I've blogged for some time about the benefits of a Personal Rapid Transit (PRT) system because I believe there really are few other solutions that truly offer a comparable solution to the car. Unfortunately moving over to this type of system would take considerable time and funding so I'm not sure I'll see it in my life time. Some have been promoting Bus Rapid Transit (BRT) as the solution to grid lock. And there has been a lot of discussion and money thrown at it. I do think researching and implementing BRT where it makes sense is a good idea, but we have to keep in mind it will not be the right solution for every location or situation. Nor will it be the cure-all a lot of people are hoping for. And it's because of basic human behavior – at least in the U.S. People here don't want to share their ride with a lot of other strangers unless the benefits of doing so outweigh the negative perception.So unless our government creates a law that makes it illegal to own a personal vehicle, a lot of people will still choose to drive their own personal vehicle rather than choose mass transit – particularly a bus.
Perhaps this story in Scientific American, Can Suburbs Be Designed to Do Away with the Car?, is a good example of this. According to the post, a community was built to promote walking and transit. For some reason, it appears transit was not installed prior to settlement of the city. And when the government moved in to place the transit, people fought it. They'd rather drive their car.
So if we really want to find a viable solution to grid lock and a replacement for the car, we have to understand and accept basic human behavior whether we agree with it or not. And we need to ask, why is it that people would rather drive their own vehicle and suffer through traffic jams than take mass transit? I think the answer will be it's because the average person really doesn't want to spend that much time on a regular basis in a crowded environment with strangers. I saw an example of this on the Metra line that runs through our community – they now have "quiet cars" where people are not allowed to talk at all. This is their solution to offering an environment that makes it easier for people to ignore each other.

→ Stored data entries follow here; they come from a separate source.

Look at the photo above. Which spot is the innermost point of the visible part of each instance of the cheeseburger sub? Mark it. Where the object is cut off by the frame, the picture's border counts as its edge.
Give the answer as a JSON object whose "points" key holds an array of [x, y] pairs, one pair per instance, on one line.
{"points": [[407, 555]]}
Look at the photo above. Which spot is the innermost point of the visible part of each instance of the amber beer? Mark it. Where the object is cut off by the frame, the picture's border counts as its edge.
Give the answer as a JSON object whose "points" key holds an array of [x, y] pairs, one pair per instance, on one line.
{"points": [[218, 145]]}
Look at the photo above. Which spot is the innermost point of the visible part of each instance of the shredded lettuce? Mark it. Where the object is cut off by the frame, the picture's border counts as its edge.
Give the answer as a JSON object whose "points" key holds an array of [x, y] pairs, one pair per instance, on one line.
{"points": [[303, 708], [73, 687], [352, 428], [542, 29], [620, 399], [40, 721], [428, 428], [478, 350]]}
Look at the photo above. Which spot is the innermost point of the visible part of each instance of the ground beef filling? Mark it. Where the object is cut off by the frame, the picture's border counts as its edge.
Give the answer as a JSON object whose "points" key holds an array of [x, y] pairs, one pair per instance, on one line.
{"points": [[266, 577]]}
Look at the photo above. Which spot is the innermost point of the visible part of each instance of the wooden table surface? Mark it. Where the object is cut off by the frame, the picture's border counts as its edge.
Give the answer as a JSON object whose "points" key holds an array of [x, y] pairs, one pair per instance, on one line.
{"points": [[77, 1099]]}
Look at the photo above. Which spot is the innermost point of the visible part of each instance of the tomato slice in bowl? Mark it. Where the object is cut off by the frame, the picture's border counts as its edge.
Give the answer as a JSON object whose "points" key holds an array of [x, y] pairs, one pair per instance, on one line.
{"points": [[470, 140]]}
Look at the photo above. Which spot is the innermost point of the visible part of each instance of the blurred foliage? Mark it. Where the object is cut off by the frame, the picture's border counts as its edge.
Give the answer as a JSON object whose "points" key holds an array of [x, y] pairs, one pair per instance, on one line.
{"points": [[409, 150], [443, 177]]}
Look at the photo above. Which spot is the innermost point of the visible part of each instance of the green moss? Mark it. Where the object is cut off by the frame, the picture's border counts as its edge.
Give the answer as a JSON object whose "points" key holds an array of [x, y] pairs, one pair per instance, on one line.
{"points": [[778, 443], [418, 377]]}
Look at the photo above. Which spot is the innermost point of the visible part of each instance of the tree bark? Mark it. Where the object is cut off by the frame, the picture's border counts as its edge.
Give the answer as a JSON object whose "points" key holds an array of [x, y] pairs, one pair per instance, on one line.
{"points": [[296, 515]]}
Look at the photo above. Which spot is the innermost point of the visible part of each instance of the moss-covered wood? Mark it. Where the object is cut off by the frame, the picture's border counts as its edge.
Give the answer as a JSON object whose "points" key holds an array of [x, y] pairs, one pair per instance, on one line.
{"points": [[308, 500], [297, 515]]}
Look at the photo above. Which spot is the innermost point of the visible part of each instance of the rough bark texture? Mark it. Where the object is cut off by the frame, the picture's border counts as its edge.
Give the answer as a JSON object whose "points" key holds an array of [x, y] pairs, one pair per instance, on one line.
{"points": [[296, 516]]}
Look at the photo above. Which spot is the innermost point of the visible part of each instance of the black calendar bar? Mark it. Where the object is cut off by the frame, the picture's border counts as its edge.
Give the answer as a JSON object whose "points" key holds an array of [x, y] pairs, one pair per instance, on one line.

Buses have an interior environment that is similar to that of rail, so a BRT solution that ignores improvements to the environment within will not encourage an increase in ridership. Yes, BRTs offer a more efficient operation for the bus operator, but is this enough of a benefit if ridership remains the same? Because PRT systems have a greater potential to serve a wider range of riders and also provide a more efficient operation and produce less pollution, I believe they are the better system. And with the proper planning and infrastructure, there would be little difference between a car and a PRT other than allowing the vehicle to drive itself. Most importantly, a PRT system seems to come closest to meeting the needs and behavior of humans.